Didn't Work: Details

I wanted to build up the specific details (like red hair or gender expression) that I could use in a madlib-style story generation. I think the idea has sound but it is complicated. I think I could spend an entire month (next year) working that out.

In the end, I just stopped with my third attempt at the system and just jammed the names into it. I'm not happy with Detail and Noun but it will take a lot more to get those workable. It just don't “feel” right to me.

Worked: Refactoring

My coworkers aren't fond of this, but I refactor constantly when I'm trying to solve problems. It like flipping one of those metal puzzles over trying to find a new way of getting it to work.

Having tools like ReSharper to reorganize the code was a godsend as I tried one thing and then another. Using different names, splitting code or combining helped with getting over the nastier bugs.

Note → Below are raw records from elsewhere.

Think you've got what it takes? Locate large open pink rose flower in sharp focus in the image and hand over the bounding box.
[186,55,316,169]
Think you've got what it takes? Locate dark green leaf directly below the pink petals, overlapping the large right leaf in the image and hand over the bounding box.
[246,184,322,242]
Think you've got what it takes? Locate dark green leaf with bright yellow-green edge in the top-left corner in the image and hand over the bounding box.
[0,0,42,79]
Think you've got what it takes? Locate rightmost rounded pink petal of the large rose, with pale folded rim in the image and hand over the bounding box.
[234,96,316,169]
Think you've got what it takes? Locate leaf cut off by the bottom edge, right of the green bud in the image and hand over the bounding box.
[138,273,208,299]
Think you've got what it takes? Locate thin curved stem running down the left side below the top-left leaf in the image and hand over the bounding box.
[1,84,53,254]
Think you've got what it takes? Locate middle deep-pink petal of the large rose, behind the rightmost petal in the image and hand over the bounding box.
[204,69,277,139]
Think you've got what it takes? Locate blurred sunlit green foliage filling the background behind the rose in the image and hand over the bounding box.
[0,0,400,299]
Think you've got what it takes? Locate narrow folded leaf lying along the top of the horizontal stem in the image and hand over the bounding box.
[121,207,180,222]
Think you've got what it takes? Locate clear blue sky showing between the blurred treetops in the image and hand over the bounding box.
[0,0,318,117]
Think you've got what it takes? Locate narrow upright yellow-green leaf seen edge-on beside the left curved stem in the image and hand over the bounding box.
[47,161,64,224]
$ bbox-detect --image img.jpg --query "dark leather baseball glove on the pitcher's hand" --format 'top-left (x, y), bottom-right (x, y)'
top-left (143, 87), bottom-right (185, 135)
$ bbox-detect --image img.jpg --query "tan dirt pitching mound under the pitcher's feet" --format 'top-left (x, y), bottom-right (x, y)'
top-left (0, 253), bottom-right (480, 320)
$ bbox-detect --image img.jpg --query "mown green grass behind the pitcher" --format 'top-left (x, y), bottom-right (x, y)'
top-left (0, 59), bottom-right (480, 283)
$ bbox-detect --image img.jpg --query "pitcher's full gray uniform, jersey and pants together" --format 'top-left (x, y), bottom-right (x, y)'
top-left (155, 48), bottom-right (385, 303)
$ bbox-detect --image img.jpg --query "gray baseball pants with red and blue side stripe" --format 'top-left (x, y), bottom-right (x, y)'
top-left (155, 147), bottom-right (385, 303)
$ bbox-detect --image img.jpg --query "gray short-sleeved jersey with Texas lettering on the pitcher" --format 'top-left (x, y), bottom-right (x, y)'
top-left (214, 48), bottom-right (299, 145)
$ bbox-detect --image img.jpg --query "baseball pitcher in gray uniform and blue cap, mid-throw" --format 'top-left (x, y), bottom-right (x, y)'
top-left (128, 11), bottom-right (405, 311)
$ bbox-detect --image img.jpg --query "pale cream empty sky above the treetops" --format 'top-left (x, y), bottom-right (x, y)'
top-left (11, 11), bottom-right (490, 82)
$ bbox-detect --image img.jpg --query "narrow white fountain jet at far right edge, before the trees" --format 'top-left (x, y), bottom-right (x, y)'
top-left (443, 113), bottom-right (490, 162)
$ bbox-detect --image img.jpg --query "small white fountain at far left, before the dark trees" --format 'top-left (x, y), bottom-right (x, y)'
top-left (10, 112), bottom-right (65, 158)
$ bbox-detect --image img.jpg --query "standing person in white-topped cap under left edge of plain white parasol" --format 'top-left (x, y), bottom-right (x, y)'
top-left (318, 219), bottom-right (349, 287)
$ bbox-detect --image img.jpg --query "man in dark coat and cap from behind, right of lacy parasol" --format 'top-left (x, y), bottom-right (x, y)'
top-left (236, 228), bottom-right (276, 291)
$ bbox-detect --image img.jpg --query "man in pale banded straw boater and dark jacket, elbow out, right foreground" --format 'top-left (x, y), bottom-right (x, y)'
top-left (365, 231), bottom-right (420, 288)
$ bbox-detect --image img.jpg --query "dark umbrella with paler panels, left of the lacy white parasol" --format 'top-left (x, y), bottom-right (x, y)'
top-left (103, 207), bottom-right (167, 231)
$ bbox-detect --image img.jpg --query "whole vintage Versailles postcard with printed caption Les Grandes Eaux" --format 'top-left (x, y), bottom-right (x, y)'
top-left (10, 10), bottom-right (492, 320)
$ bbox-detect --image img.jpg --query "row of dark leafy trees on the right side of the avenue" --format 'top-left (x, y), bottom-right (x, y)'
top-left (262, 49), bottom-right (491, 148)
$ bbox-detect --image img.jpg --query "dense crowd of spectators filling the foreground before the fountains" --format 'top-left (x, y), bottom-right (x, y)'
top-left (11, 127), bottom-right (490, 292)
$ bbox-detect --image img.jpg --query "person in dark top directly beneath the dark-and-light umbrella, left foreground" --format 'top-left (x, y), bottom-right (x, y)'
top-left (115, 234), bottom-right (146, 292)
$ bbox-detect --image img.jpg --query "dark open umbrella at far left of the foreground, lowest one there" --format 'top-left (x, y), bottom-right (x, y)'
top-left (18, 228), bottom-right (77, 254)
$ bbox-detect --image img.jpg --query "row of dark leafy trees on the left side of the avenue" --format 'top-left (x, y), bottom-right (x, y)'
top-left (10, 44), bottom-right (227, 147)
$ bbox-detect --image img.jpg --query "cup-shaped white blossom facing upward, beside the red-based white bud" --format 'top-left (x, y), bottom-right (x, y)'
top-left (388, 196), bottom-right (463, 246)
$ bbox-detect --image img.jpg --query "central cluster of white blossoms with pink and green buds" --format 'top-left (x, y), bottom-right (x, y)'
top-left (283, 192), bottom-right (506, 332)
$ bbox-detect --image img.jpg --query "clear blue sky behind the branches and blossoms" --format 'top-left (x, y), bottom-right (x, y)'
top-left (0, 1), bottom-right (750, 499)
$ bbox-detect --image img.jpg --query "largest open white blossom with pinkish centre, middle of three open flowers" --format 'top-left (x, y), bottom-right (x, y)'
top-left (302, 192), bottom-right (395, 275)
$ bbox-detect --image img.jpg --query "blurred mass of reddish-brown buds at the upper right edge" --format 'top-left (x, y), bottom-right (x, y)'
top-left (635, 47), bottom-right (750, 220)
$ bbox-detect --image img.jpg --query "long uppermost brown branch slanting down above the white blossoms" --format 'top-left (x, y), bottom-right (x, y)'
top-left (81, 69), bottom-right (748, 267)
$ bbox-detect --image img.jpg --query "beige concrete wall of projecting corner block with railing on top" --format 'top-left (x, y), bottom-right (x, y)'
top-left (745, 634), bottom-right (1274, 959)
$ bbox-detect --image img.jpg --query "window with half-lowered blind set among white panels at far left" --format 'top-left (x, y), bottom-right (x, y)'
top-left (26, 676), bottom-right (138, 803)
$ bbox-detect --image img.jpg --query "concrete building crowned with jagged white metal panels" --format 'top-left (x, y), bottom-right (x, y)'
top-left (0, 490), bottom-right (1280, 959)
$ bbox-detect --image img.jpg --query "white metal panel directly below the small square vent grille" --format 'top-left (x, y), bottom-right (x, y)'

Though, Jetbrains, please, please make a command-line tool for apply code formatting. I would use it with every compile if I had it. It would also be nice if there were other formatting tools I could have used in Linux but… no.

Worked: Dumps

Along the process, I ended up creating DGML, JSON, and Dot file outputs that I could look at the results at any point. This let me visually see how the scenes and chapters connected together.

Sadly, there is no good DGML visualization tools outside of Visual Studio. I'm surprised at this, but it was worth the difficulties of using the DGML viewer when I tried to arrange the chapters.

Conclusion

For my first NaNoGenMo, this was a lot of fun. The output is decades away from what I can write by hand, but for what I set out, I think I produced something I could be proud to show off.